Multimodal AI Technology's Influence – From Learning to Shopping & Beyond
One such example of how multimodal AI technology might heavily influence our lives is Facial Emotion Recognition (FER). FER AI models attempt to infer emotional states through analyzing facial expressions present in still images. Facial expressions are coded within the models to align with certain emotional states such as sadness, happiness, or anger. These models could be used to evaluate consumer behavior and help companies understand the popularity of certain products, packaging, or store designs by tracking changing emotional states of shoppers, or they might be used to evaluate learning in real time. By tracking changing emotional states of students, FER technology could help teachers better understand what teaching styles, lesson plans, and methodologies resonate most with their students.
These are just a couple of potential applications of this technology, but its utility is far broader. As multimodal AI technology becomes more refined, FER models will likely become far more ubiquitous in public life. However, FER technology has limitations. RTI’s Lab 58 is working to overcome these limitations by developing a multimodal, deep learning AI model, one that processes audio along with visual data.
What is Multimodal Learning?
Human beings process the world multimodally. We rely on a wide range of sensory inputs to arrive at conclusions or grasp concepts—audio, visual, text, tactile, etc. Humans are also frequently called to produce forms of feedback—text, for example—based on separate varieties of modal inputs, such as image or audio. For example, in our daily lives we might describe the content of images with speech or written text.
Similarly, AI models can be trained to produce outputs corresponding to data inputs of other modalities. Furthermore, they can be trained to produce outputs derived from multiple kinds of data inputs simultaneously. Importantly, output modalities of multimodal learning AI models tend to hold greater accuracy when multiple sources of modal inputs are present as the models learn. But importantly, human beings do not process information and arrive at conclusions with equal weighting given to the different modal inputs—they often privilege some modalities of data over others depending on situational contexts. AI models can also be designed and trained using weighted algorithms such that certain inputs count more heavily when producing outputs. And over time, as they are utilized more extensively, the processing abilities of multimodal deep learning AI models progressively advance, allowing them to produce more relevant, useful outputs.

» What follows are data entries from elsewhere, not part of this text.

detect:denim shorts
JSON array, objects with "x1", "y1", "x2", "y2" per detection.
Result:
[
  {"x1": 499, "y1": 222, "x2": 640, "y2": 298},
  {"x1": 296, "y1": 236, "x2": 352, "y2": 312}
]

Multimodal AI Shortcomings – Looks Can Be Deceiving
Much of the skepticism presently directed toward FER technologies concerns the accuracy of pairing facial expressions with certain emotional states. Although it is true that people do tend to produce certain facial expressions or movements when feeling certain emotions (e.g., smiling when happy) at a level significantly greater than chance, facial expressions and emotional states do not always correlate with one another. Modes of emotional expression and communication are not universal and vary significantly across different cultures as well as within specific situational contexts.
Contemporary FER may be unable to follow through on its promise of delivering concrete determinations of emotional states. This being said, human beings themselves are not infallible when interpreting others’ feelings, especially based on visual cues or facial expressions alone. Almost everyone can recall a situation in which they misread someone’s emotional state. As such, the present limitations of FER AI models do not necessarily represent a flaw with the technology itself but more so a difficulty produced by the non-universality of human social relations and emotional expression writ large. Just as human beings depend on further context clues and different sensory modes for detecting emotions (vocal tone and timbre, speech content, etc.), emotion recognition AI models might be improved by utilizing multimodal learning rather than relying solely on visual processing.